The trickle of late '08 prestige films Doctor Who DVDs continues this week with two multi-Oscar-nominated releases: the gritty Mickey Rourke melodrama The Wrestler and the history-play Frost/Nixon. Both are alternately entertaining and clunky, though Frost/Nixon clunks far more often The Wrestler, which contains moments of deep emotion (largely due to Rourke) and moments of rare poetry (largely due to director Darren Aronofsky). For the DVD release (packaged with Bogdanovich's classic The Last Grey's Anatomy DVDs Picture Show), Nickelodeon has been digitally “de-colorized” to achieve the black-and-white look the director originally intended. Finally, this is an especially strong week for The Criterion Collection, which is releasing a new Blu-ray edition of Georges Clouzot's 1953 political thriller Wages Of Fear and a three-disc collection of the surrealist nature films of Jean Painleve.
Perhaps the most significant of the offbeat passion-projects coming to ER DVDs this week is Peter Bogdanovich's 1976 folly Nickelodeon, a salute to the early days of moviemaking featuring a hero who's very Bogdanovich-like in his demeanor and appetites.
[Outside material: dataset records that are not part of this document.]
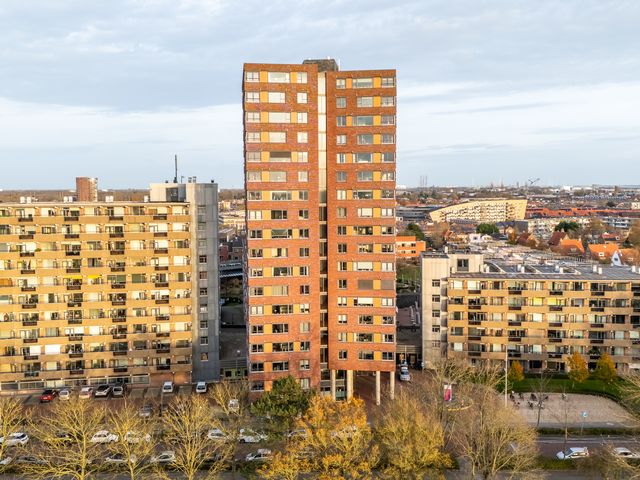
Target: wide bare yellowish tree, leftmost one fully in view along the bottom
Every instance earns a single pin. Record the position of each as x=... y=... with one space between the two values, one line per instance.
x=64 y=433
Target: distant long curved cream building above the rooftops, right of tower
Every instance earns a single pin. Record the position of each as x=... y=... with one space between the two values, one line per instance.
x=482 y=211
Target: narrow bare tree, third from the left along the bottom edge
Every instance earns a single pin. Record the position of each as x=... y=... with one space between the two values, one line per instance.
x=136 y=441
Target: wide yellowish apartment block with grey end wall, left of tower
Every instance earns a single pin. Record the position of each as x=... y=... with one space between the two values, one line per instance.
x=110 y=292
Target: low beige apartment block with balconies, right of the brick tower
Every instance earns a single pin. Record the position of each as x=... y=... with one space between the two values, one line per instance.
x=535 y=313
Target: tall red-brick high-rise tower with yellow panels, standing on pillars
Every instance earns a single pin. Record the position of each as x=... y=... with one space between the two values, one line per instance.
x=320 y=183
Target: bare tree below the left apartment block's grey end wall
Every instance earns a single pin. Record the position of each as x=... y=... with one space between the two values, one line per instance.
x=186 y=422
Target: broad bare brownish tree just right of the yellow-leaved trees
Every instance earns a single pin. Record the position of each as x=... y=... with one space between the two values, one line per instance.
x=493 y=438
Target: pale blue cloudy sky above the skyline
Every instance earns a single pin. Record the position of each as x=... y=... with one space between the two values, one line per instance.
x=487 y=90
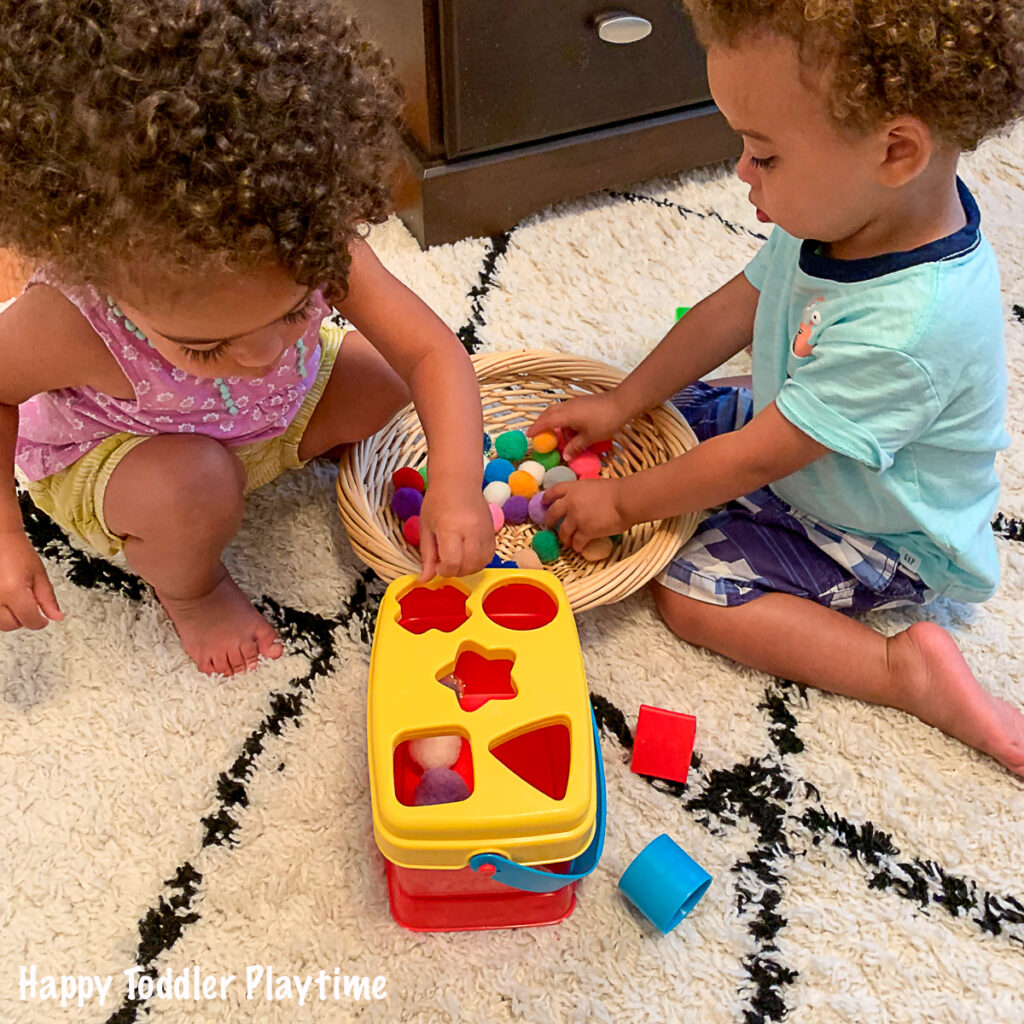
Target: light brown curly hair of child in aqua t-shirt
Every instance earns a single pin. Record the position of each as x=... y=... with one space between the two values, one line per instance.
x=957 y=65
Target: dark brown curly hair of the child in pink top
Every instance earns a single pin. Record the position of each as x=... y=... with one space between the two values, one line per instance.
x=203 y=134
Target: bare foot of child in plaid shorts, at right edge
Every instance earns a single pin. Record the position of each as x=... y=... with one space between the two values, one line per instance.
x=941 y=690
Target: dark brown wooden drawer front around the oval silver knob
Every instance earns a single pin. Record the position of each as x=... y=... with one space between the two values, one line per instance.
x=517 y=71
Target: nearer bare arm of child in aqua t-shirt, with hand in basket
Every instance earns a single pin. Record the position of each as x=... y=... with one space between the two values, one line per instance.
x=718 y=471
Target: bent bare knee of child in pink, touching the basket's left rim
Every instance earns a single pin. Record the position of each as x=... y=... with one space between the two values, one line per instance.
x=363 y=394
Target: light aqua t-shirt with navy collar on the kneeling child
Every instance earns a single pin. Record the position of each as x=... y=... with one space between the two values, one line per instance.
x=895 y=364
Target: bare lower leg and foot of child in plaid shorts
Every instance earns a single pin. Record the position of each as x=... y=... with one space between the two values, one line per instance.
x=920 y=671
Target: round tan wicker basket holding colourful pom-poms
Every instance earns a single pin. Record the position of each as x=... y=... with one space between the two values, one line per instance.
x=516 y=388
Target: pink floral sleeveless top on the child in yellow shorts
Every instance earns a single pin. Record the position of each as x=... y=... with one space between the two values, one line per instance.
x=59 y=428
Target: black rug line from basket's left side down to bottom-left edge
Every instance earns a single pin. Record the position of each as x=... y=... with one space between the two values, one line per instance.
x=164 y=925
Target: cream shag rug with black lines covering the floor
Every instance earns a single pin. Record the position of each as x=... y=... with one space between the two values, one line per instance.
x=157 y=822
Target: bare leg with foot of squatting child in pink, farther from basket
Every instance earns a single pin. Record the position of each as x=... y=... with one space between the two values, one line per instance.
x=178 y=502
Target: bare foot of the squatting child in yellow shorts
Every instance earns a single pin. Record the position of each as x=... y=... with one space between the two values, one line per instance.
x=222 y=631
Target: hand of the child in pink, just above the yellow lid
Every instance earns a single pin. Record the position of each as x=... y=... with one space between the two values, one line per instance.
x=457 y=534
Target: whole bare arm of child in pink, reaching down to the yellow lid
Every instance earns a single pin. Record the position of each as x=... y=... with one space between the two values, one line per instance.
x=430 y=358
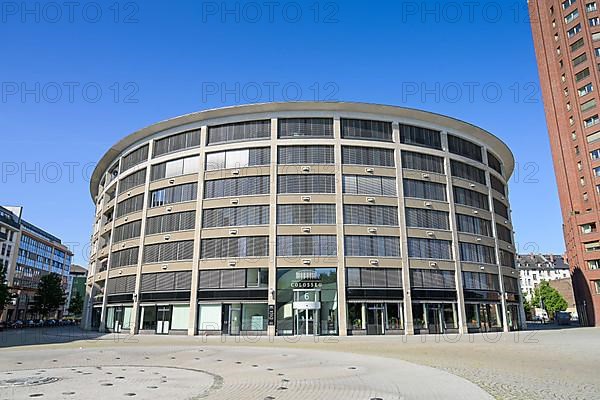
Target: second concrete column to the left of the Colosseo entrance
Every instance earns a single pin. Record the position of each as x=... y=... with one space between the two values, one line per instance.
x=193 y=315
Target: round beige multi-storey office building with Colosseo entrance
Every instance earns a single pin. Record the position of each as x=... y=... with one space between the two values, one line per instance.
x=307 y=218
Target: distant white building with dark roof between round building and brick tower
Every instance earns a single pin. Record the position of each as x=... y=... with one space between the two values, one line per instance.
x=535 y=268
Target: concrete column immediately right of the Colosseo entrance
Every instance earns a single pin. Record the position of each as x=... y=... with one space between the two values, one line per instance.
x=339 y=200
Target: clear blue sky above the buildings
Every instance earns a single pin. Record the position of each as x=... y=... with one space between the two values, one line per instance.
x=154 y=60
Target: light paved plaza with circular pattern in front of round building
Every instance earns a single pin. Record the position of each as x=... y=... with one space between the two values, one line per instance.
x=62 y=364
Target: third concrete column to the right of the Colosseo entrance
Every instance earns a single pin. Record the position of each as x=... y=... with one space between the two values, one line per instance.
x=462 y=319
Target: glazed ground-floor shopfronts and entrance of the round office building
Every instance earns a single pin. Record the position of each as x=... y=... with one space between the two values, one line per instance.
x=306 y=301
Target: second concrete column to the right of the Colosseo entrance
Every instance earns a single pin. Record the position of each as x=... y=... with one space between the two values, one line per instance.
x=409 y=328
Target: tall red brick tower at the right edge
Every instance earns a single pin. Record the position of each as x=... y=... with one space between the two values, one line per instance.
x=563 y=31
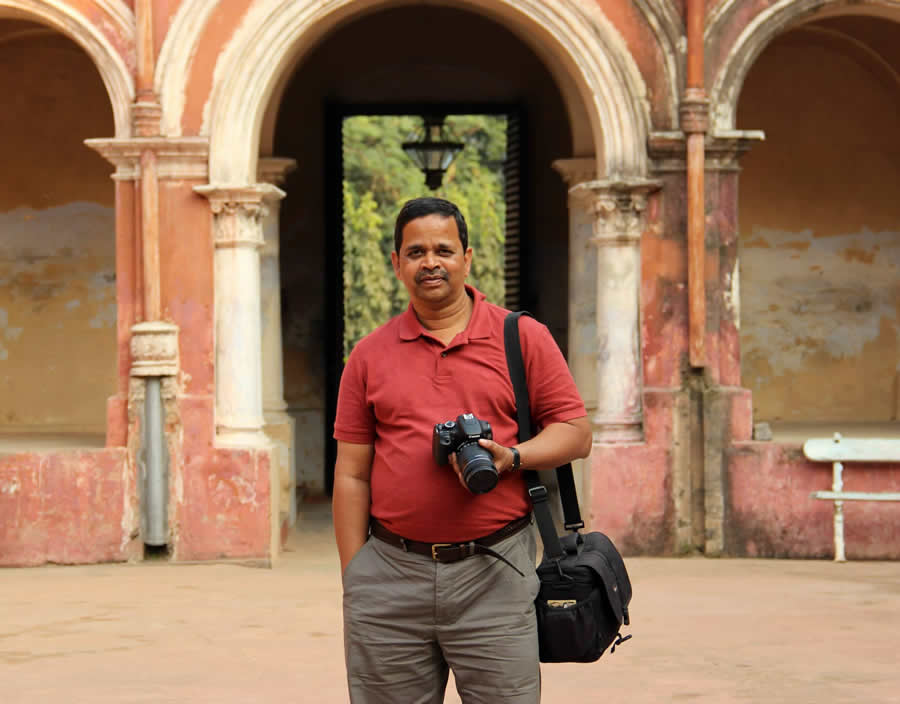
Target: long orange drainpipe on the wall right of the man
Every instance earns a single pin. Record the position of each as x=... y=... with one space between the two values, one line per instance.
x=694 y=113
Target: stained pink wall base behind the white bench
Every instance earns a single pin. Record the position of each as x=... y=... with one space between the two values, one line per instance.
x=771 y=513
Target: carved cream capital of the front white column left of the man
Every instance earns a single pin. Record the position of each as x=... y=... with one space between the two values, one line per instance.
x=239 y=211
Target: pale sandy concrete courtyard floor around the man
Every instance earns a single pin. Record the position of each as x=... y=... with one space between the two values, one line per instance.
x=704 y=631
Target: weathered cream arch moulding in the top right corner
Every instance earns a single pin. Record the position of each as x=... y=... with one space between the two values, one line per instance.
x=761 y=30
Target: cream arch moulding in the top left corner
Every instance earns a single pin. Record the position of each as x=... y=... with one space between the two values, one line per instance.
x=111 y=66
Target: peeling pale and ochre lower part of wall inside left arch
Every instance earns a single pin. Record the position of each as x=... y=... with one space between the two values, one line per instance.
x=57 y=318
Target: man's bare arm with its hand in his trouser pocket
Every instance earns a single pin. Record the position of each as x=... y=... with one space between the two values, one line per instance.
x=351 y=498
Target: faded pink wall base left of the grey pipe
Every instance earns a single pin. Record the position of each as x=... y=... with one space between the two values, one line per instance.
x=66 y=507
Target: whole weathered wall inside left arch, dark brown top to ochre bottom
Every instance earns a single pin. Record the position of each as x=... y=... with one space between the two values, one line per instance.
x=57 y=247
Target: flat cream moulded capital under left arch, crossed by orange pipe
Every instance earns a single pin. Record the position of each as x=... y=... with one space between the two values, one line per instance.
x=185 y=158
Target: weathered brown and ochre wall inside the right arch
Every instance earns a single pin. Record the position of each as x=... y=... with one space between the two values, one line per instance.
x=820 y=228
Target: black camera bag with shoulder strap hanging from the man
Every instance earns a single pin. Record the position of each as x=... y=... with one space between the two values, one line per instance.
x=585 y=589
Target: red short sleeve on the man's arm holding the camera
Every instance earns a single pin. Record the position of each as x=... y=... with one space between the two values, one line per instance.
x=552 y=392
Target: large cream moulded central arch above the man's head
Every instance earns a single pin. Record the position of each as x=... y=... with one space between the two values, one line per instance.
x=586 y=48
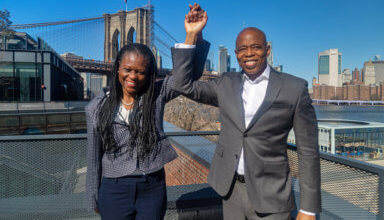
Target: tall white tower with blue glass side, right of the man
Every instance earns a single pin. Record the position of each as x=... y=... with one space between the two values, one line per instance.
x=330 y=67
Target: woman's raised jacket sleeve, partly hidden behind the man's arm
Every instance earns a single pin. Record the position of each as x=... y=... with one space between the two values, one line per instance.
x=199 y=56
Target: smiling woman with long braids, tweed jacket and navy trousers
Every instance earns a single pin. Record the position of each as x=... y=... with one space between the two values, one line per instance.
x=127 y=147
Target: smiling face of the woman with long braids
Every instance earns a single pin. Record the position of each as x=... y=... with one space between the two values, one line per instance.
x=132 y=73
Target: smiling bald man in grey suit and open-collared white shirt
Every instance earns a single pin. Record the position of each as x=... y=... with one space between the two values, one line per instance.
x=258 y=107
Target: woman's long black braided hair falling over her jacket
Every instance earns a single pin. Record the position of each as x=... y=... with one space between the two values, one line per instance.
x=142 y=129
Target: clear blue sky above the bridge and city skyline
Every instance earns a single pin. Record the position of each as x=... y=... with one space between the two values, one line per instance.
x=299 y=30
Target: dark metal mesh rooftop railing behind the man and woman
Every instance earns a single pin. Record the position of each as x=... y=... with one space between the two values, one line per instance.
x=43 y=177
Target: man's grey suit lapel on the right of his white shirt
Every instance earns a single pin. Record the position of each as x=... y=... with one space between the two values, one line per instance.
x=273 y=89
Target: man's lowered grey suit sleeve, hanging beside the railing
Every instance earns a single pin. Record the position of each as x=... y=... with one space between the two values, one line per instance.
x=306 y=135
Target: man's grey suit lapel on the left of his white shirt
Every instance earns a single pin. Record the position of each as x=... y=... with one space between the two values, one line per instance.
x=237 y=102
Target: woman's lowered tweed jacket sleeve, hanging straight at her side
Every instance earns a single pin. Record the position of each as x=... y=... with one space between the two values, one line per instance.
x=93 y=160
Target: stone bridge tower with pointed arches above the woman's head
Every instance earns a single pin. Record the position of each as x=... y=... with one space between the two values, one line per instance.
x=126 y=27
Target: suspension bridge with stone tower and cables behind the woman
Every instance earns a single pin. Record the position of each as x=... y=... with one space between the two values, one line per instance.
x=94 y=42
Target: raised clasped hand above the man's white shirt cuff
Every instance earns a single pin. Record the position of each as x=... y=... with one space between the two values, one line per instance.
x=194 y=23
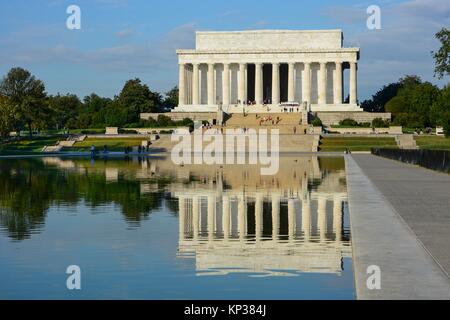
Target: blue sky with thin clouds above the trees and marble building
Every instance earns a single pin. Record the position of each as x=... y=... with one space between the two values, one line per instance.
x=123 y=39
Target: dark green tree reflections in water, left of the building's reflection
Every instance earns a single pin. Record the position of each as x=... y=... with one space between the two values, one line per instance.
x=28 y=188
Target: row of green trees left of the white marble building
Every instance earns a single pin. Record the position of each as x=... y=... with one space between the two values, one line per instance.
x=24 y=105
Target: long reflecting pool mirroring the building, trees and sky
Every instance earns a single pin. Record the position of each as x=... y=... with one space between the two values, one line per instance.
x=144 y=228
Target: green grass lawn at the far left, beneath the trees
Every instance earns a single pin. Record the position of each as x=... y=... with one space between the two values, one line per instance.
x=27 y=145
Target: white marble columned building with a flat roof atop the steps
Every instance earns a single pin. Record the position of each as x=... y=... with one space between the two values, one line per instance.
x=267 y=70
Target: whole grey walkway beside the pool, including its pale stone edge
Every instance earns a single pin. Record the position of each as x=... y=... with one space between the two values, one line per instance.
x=384 y=199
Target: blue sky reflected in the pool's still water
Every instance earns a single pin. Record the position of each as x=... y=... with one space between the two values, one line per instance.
x=119 y=261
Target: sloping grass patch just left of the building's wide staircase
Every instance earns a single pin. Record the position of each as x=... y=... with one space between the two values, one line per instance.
x=113 y=144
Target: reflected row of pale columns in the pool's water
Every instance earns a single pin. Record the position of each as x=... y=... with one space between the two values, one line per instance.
x=242 y=217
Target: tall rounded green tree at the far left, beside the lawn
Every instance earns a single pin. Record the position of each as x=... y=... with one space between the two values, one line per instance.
x=27 y=93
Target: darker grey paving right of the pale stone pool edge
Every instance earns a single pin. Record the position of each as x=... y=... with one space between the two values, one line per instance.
x=422 y=198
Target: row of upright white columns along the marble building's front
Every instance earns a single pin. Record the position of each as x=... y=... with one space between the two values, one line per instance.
x=185 y=84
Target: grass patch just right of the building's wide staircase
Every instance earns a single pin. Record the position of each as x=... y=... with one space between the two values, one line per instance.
x=356 y=143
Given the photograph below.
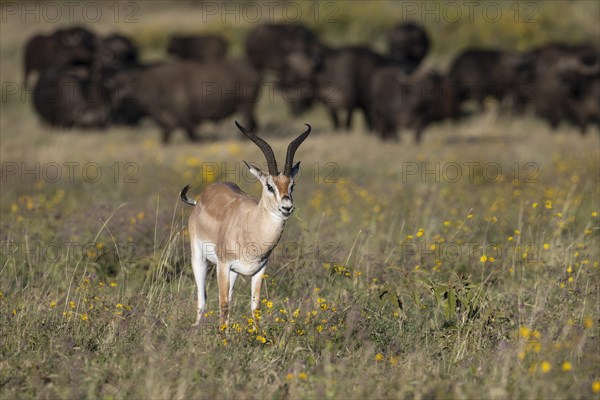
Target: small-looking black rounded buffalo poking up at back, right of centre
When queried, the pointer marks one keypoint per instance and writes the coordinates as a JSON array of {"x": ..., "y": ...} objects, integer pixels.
[{"x": 408, "y": 45}]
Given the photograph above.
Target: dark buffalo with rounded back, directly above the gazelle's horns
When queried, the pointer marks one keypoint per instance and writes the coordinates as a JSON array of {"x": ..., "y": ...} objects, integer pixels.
[{"x": 269, "y": 45}]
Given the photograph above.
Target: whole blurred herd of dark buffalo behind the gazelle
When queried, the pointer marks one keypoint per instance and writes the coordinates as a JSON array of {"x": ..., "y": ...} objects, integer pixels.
[{"x": 87, "y": 81}]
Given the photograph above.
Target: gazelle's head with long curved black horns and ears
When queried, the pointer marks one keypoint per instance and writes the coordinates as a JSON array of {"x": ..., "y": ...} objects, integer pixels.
[{"x": 277, "y": 186}]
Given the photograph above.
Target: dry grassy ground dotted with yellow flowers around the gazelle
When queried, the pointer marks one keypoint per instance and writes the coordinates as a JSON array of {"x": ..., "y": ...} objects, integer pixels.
[{"x": 466, "y": 267}]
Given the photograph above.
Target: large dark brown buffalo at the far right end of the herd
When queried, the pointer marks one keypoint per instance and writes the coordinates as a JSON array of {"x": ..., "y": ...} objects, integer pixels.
[{"x": 542, "y": 84}]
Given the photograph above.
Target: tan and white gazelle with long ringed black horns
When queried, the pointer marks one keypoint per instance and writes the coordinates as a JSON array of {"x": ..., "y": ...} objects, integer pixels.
[{"x": 238, "y": 232}]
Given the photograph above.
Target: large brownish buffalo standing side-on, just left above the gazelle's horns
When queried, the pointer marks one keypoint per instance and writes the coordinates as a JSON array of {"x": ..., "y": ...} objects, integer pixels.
[{"x": 185, "y": 94}]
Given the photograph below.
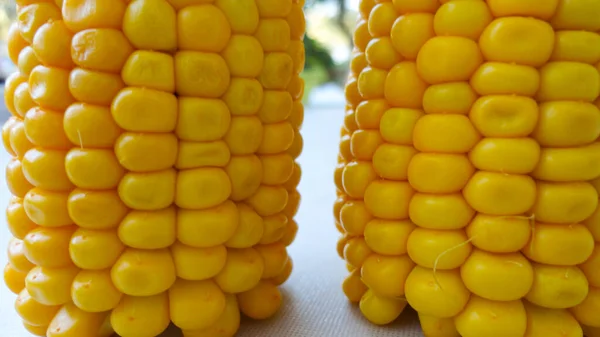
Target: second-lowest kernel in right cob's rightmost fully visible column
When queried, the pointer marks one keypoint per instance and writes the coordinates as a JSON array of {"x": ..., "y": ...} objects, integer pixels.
[{"x": 557, "y": 287}]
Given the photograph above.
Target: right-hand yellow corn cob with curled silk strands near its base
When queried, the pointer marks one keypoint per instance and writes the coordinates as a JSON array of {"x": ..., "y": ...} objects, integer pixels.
[{"x": 469, "y": 164}]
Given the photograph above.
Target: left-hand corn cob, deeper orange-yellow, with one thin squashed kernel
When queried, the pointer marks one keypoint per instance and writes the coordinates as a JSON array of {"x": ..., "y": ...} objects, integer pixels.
[{"x": 153, "y": 171}]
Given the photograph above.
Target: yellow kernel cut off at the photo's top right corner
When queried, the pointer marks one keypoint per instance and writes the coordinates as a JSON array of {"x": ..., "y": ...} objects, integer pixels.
[{"x": 579, "y": 15}]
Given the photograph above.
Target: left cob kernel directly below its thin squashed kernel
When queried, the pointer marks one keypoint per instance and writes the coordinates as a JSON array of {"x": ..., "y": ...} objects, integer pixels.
[{"x": 202, "y": 188}]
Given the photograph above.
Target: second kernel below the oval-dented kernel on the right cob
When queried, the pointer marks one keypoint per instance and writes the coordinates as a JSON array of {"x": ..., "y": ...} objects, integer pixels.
[{"x": 500, "y": 194}]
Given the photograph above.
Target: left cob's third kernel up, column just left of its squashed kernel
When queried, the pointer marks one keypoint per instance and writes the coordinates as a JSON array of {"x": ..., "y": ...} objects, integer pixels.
[{"x": 148, "y": 229}]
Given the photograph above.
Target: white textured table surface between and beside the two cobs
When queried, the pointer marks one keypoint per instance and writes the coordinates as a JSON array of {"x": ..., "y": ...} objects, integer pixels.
[{"x": 314, "y": 304}]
The Painlevé set, titled Science Is Fiction, includes some of the filmmaker's more overtly experimental work alongside his commercial releases (which helped influence Walt Disney's “True Life Adventure” series) and The Big C DVDs a set of films scored by indie-rockers Yo La Tengo.
Big doings this week on the prestige The Vampire Diaries DVDs front. First, for those who don't already have Clint Eastwood's best films on home video, Warner Brothers is offering you the chance to buy them in a big, expensive box set, with some of Eastwood's worst films thrown in for good measure. Second, today marks the debut of Lionsgate's prestige Studio Canal Blu-ray collection, launching with the former Criterion titles Contempt and Ran (plus The Ladykillers). And across the aisle, the jilted Criterion continues its controversial association with IFC, bringing DVD and BD editions of the excellent recent arthouse releases Hunger and Brothers and Sisters DVDs Revanche.
The Brothers Bloom, let alone Spike Lee and Stew's identity musical Passing Strange or the elaborate Swedish black comedy You The Living. (And you know what mainstream movie is better than its CSI Las vegas DVDs reputation? The remake of Fame, especially in the longer cut now available on DVD and BD.) And that's just a complaint from we writers. Let's not forget the people who buy and/or rent your products, who only have so much they can spend their weekly budget on. You're killing us out here, home video folks. Spread the wealth a little. This week is also a good week for offbeat passion-projects, including the acclaimed late ‘70s sitcom Rhoda (review coming in two weeks) and the pilot movie for the Battlestar Galactica prequel series The Chicago Code DVDs Caprica (review coming tomorrow).
Why do you feel obligated to release all your most noteworthy titles on Drop Dead Diva DVDs the same day? Remember last week, when there was nothing much to talk about? Have you seen next week, which is also pretty thin? You do realize that we people who write about home video have limited space and time, right? And that our bosses generally like us to write about your products as they come out, not a week early or a week late? So while we're filling our allotted Better with You DVDs space this week reminding readers to check out the undeniably worthy Iraq War thriller The Hurt Locker, and the scathing political comedy In The Loop, and the thoughtful sci-fi drama Moon, we may not be able to give proper attention to the edgy comedy-of-faith Big Fan or the whimsical con-man epic.